It’s been referred to as the end of an era (and if you’ve been hooked since AMC first aired the pilot episode, it may very well feel that way) but for better or worse, the series of finale of Mad Men aired last Sunday.
No more furtive glances, no more brooding, no more Don and Peggy 🙁
But! You don’t need to binge watch, season after season, trying desperately to hold tight to what you’d hoped would never end. What really drew me into Mad Men initially, and what has kept my attention for seven seasons now, is its timeless MUSIC. This playlist is designed to help you float through two decades of suits & civil rights, Jackie’s & Marilyn’s, and ad copy & Canadian Club.
RJD2 – A Beautiful Mine
The song that started it all! RJD2 (Ramble Jon Krohn) is one of the most talented Hip Hop producers and DJ’s that I’ve come across in the last few years, working with acts such as Aesop Rock, Mos Def and MF Doom (as Viktor Vaughn) and I’m not ashamed to say that only discovered him because of Mad Men.
—–Further Listening: Miles Davis – Blue in Green
Ella Fitzgerald – Manhattan
Is there any other voice that captures an entire decade like Ella Fitzgerald’s. Every note sends you back further and further in that dreamland of old 1950’s New York where Jazz spilled out of the nightclubs and no one left home without a hat.
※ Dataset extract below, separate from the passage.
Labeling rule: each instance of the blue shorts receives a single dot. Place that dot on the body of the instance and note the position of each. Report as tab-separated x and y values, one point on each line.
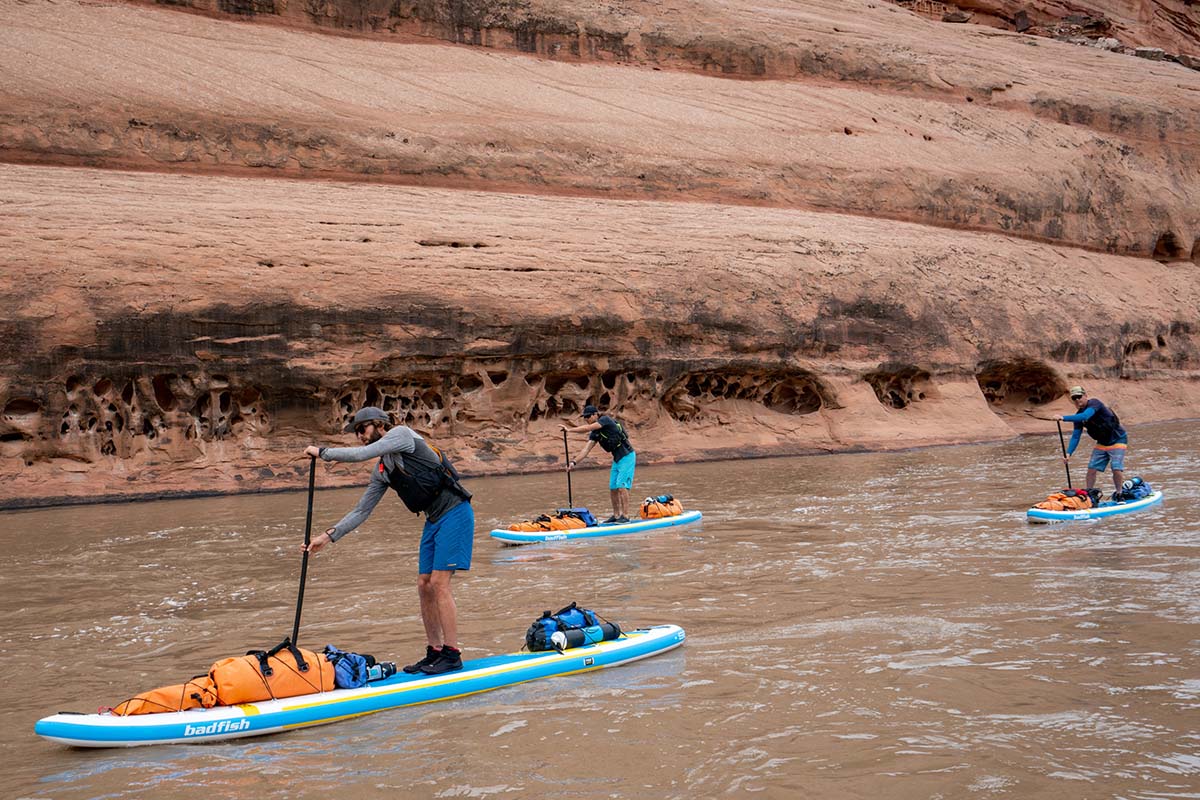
622	475
1102	457
448	542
—–Further Listening: Dusty Springfield – You Don’t Have to Say you Love Me
Bobby Helms – My Special Angel
A staple of any “Soda-Pop Shop Compilation” you’ll find online or in a Best Buy CD Bin, Bobby Helms belts out the feelings of every teenager across the country. Of course, we’ll always remember him as the man that wrote the coolest Christmas song of all time…”Jingle Bell Rock”!
——Further Listening: The Crystals – He Hit Me (And it Felt like a Kiss)
Bob Dylan – Don’t Think Twice (It’s Alright)
This is, hands down, my favourite Bob Dylan song but watching the finale of Season 1 made me feel that I never actually felt the weight of those lyrics until I saw them through Don Draper’s eyes as he sat on the bottom step of his staircase, asking himself if the idea of a family was something he would only ever be able to sell, and not something he could have.
—–Further Listening: The Decemberists – The Infanta
The Nashville Teens – Tobacco Road
Maybe you’re more familiar with the David Lee Roth cover (shame on you…) but this song made it’s home in the Mad Men oeuvre with my favourite music cue in television history. Season 4, episode 1 – a one legged reporter, ad executive and six teenagers that were really onto something with that racket they were making.
——Further LIstening: The Kinks – You Really Got Me
Peter, Paul, and Mary – Early in the Morning
Often overshadowed by The Mamas and the Papas (for some strange reason), Peter, Paul and Mary were a folk force to be reckoned with. You may not know it now, but when you think 1960’s folk, with the exception of guys like Bob Dylan, you’re probably thinking of this band, and if it’s good enough for Colin Hanks, it’s good enough for me.
——Further Listening: Simon and Garfunkel – Bleecker Street
The Beatles – Tomorrow Never Knows
The infamous track that cost $250,000 and I’ll admit…..totally worth it! That moment, panning across Manhattan while Peggy worked deep into the night, Roger staring out a window…naked….and Don, sitting in his modern apartment drinking an old fashioned, trying desperately to understand where the world is headed and what his place in it is.
——Further Listening: Nancy Sinatra – You Only Live Twice
The Who – Heinz Baked Beans
Because, why not? Is it widely regarded as a quintessential Who track? Most definitely not, but Heinz Baked Beans had such a large role in several story arcs over the years that I’d be remiss not to at least include it…And I’ve always had a soft spot for the the cover art of The Who Sells Out.
—–Further Listening: Mitch Ryder & The Detroit Wheels – Baby Jane (Mo-Mo Jane)
Frank Sinatra – My Way
Sure, this Sinatra classic is a great selection for a show built on characters assessing their lives and dealing with regrets, or blazing a trail against all odds and adversity but in the same way Quentin Tarantino’s Resevoir Dogs changed Stealers Wheel for an entire generation, Peggy and Don slow dancing in the office late at night has changed Frank Sinatra for me and hopefully, you too.
—–Further Listening: Judy Collins – Both Sides Now
Ann Margret – Bye Bye Birdie
A simple intro to a popular 1963 film that has played out as a strong metaphor to not only Don and Betty’s relationship, but also Don’s inability to find solace in the ever-shifting foundation of a life he has tried to build for himself. A fitting swan song for all Mad Men fans as we prepare to say goodbye, but it’s that pang you feel just at the thought of it’s departure that reminds you how much you’ve enjoyed the series. Guess I’ll always care!